Short term rates will remain near the current levels because the FED cannot raise interest rates yet and risk slowing the economy. As the economy does improve, macro investors will move their investments from the longer term T-bills into other more attractive assets. With more investors selling their T-bills, the price will lower sending the corresponding T-Bill rate higher.This all makes sense. And with CMBS down to a trickle (from $78.5B to $10.8 B in the first four months of 2007 compared to 2008, and a recent prediction of but $35 billion for the whole year), it is understandable.

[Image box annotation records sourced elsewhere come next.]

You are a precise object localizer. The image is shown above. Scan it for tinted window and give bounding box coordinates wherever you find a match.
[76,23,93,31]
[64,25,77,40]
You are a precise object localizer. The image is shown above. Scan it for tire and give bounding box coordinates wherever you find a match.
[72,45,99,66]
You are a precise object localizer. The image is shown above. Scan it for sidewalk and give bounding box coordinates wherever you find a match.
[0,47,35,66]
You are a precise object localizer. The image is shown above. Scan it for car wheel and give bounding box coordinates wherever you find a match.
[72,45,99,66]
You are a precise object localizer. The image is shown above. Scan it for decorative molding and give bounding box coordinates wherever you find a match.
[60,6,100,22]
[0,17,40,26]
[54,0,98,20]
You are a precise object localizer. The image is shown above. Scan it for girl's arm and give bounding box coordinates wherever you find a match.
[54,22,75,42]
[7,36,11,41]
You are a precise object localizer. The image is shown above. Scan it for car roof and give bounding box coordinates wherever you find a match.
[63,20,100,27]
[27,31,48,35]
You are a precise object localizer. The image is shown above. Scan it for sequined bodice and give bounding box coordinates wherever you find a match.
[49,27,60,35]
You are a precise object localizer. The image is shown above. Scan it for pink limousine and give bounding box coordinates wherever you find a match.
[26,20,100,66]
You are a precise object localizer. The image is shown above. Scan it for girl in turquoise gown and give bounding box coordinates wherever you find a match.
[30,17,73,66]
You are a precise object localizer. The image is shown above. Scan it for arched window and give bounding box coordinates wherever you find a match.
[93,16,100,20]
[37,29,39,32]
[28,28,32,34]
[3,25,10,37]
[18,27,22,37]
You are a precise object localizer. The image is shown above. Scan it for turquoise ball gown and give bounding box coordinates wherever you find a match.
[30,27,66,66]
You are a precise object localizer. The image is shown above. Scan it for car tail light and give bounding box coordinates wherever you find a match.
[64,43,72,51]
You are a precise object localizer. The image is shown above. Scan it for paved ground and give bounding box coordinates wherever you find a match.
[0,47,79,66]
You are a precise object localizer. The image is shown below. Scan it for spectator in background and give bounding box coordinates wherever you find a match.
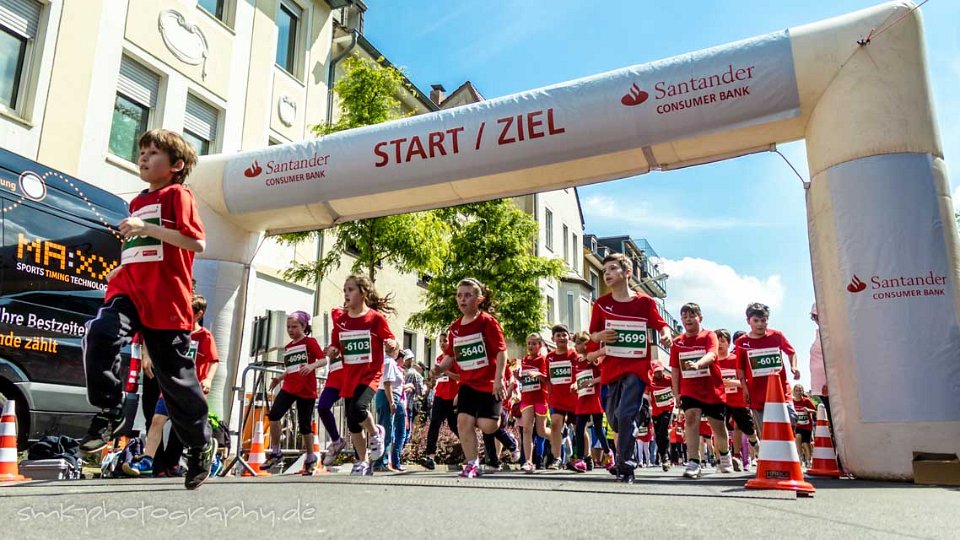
[400,356,426,450]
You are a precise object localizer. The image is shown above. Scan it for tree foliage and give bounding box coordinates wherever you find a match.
[280,54,448,283]
[408,199,565,342]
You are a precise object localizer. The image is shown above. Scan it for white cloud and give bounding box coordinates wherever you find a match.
[581,195,747,231]
[661,257,786,328]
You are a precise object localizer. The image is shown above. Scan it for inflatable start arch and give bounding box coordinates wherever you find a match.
[193,2,960,479]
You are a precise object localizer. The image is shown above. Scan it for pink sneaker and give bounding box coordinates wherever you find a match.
[460,463,480,478]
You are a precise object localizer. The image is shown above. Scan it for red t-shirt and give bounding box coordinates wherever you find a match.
[717,351,747,409]
[573,359,603,415]
[433,354,460,400]
[547,348,580,414]
[587,293,667,384]
[793,397,817,431]
[280,336,323,399]
[106,184,204,330]
[734,328,796,409]
[323,308,345,390]
[331,309,394,398]
[447,311,507,392]
[190,327,220,381]
[520,356,547,407]
[670,330,724,403]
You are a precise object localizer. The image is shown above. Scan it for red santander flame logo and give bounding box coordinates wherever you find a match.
[243,160,263,178]
[620,83,650,107]
[847,274,867,293]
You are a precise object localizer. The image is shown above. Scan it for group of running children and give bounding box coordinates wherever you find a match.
[81,130,799,489]
[249,250,813,483]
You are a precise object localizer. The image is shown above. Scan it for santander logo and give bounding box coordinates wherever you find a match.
[847,274,867,293]
[243,160,263,178]
[620,83,650,107]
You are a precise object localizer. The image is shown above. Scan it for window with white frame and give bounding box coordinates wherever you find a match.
[109,55,160,163]
[0,0,43,111]
[197,0,229,24]
[183,94,220,156]
[277,0,304,77]
[543,208,553,251]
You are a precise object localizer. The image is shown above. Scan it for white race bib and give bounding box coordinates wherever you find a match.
[340,330,373,365]
[453,334,490,371]
[747,347,783,377]
[720,368,740,394]
[680,349,710,379]
[120,203,163,265]
[577,369,597,397]
[653,387,673,407]
[283,343,310,373]
[606,319,647,358]
[549,360,573,385]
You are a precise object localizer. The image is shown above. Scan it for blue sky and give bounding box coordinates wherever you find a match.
[365,0,960,388]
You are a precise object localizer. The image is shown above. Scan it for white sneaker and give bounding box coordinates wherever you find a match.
[367,424,383,461]
[323,437,347,467]
[717,454,733,473]
[683,461,700,478]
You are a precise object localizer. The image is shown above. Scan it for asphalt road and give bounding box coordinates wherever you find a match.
[0,468,960,540]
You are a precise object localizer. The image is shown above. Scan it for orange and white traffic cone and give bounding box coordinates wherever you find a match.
[0,399,30,482]
[807,403,842,478]
[242,420,270,476]
[744,376,816,495]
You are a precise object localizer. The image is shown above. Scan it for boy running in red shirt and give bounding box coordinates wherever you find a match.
[590,253,671,483]
[734,302,800,434]
[433,278,507,478]
[647,360,676,472]
[80,129,213,489]
[714,328,757,471]
[670,302,733,478]
[520,334,550,473]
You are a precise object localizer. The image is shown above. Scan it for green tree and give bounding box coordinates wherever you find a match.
[409,199,565,342]
[280,54,449,283]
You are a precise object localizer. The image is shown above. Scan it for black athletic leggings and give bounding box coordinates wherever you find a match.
[574,413,610,459]
[424,397,460,456]
[653,411,672,463]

Here's another take from NREI (courtesy of Traffic Court):
The market for commercial mortgage-backed securities (CMBS) will begin to recover when issuers and bond buyers agree on pricing, probably late this year or early in 2009, observers say. Once that begins to happen, however, a potential flood of pent-up trading could plunge the market back into price volatility and value losses.Yeah, there could be a flood at some point, but so long as fundamentals are sound we ought to be all right. Layoffs that also are combined with tenants dumping space or not renewing leases would be the worrisome factor. But we don't have a glut that I can see, at least not in many sectors.
The worry that CMBS investors will unload large volumes of bonds and affect pricing is one of the forces stalling the CMBS market today, according to real estate attorney Doug Buck, a partner at Foley & Lardner LLP in Madison, Wis. “A lot of people are holding these CMBS issues in their portfolios right now and the fear is that these would be dumped onto the market and the pricing would come way down,” Buck explains. “There’s a huge quantity of these things that are on people’s books, and they’re not really trading at the moment.”